First, I would like to apologize for posting so infrequently these past few months. I have been working hard to flesh out a book proposal closely related to the perspective of this blog, and I will be focused on this project for a bit longer.
However, a TED talk filmed in Paris in May came to my attention today. The talk was given by Blaise Agüera y Arcas who works on machine learning at Google. It was centered on illustrating the intimate connection between perception and creativity. Agüera y Arcas surveyed the history of neuroscience a bit, as well as the birth of machine learning, and the significance of neural networks. This was the message that caught my attention.
In this captivating demo, he shows how neural nets trained to recognize images can be run in reverse, to generate them.
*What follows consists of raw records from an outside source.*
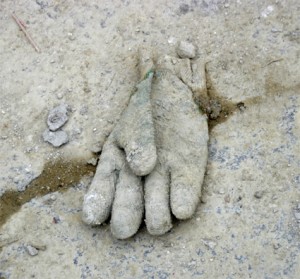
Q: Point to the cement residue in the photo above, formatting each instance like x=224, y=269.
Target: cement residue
x=56, y=176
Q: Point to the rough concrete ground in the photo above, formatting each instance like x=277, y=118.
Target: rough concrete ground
x=248, y=223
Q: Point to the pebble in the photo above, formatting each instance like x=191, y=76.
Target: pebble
x=57, y=138
x=58, y=117
x=32, y=251
x=186, y=50
x=258, y=194
x=209, y=243
x=297, y=214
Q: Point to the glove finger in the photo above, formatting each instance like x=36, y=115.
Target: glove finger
x=98, y=200
x=135, y=131
x=128, y=205
x=186, y=185
x=157, y=189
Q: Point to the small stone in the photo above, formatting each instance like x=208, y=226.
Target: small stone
x=209, y=243
x=186, y=50
x=92, y=161
x=58, y=117
x=276, y=246
x=32, y=251
x=258, y=194
x=38, y=246
x=57, y=138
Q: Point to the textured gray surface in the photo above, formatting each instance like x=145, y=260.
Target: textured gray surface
x=88, y=60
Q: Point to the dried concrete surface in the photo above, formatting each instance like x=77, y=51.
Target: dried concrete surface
x=247, y=225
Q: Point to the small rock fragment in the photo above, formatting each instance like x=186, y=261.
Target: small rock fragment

There must be a significant insight here. The images produced when neural nets are run in reverse are very interesting. They are full of unexpected yet familiar abstractions. One of the things I found particularly interesting, however, was how Agüera y Arcas described the reversal of the recognition process. He first drew us a picture of a neural network involved in recognizing or naming an image, specifically, a first layer of neurons (pixels in an image or neurons in the retina) that feed forward to subsequent layers, connected by synapses with varying strengths, that govern the computations that end in the identification or the word for the image. He then suggested representing those things – the input pixels, the synapses, and the final identification – with three variables x, w, and y respectively. He reminded us, there could be a million x values, billions or trillions of w values and a small number of y values. But put in relationship, they resemble an equation with one unknown (namely the y) – the name of the object to be found. If x and y are known, finding w is a learning process:
So this process of learning, of solving for w, if we were doing this with the simple equation in which we think about these as numbers, we know exactly how to do that: 6 = 2 x w, well, we divide by two and we’re done. The problem is with this operator. So, division — we’ve used division because it’s the inverse to multiplication, but as I’ve just said, the multiplication is a bit of a lie here. This is a very, very complicated, very non-linear operation; it has no inverse. So we have to figure out a way to solve the equation without a division operator. And the way to do that is fairly straightforward. You just say, let’s play a little algebra trick, and move the six over to the right-hand side of the equation. Now, we’re still using multiplication. And that zero — let’s think about it as an error. In other words, if we’ve solved for w the right way, then the error will be zero. And if we haven’t gotten it quite right, the error will be greater than zero.
So now we can just take guesses to minimize the error, and that’s the sort of thing computers are very good at. So you’ve taken an initial guess: what if w = 0? Well, then the error is 6. What if w = 1? The error is 4. And then the computer can sort of play Marco Polo, and drive down the error close to zero. As it does that, it’s getting successive approximations to w. Typically, it never quite gets there, but after about a dozen steps, we’re up to w = 2.999, which is close enough. And this is the learning process.
…It’s exactly the same way that we do our own learning. We have many, many images as babies and we get told, “This is a bird; this is not a bird.” And over time, through iteration, we solve for w, we solve for those neural connections.
The interesting thing happens when you solve for x.
And about a year ago, Alex Mordvintsev, on our team, decided to experiment with what happens if we try solving for x, given a known w and a known y. In other words, you know that it’s a bird, and you already have your neural network that you’ve trained on birds, but what is the picture of a bird? It turns out that by using exactly the same error-minimization procedure, one can do that with the network trained to recognize birds, and the result turns out to be … a picture of birds. So this is a picture of birds generated entirely by a neural network that was trained to recognize birds, just by solving for x rather than solving for y, and doing that iteratively.
All of the images displayed are really interesting. And there are multilayered references to mathematics here: the design of neural networks, conceptualizing and illustrating what it means to ‘run in reverse,’ and even the form the abstractions take in the images produced (which are shown in the talk). Many of the images are Escher-like. It’s definitely worth a look.
In the end, Agüera y Arcas makes the point that computing, fundamentally, has always involved modeling our minds in some way. And the extraordinary progress that has been made in computing power and machine intelligence “gives us both the ability to understand our own minds better and to extend them.” In this effort we get a fairly specific view of what seems to be one of the elements of creativity. This will continue to highlight the significance of mathematics in our ongoing quest to understand ourselves.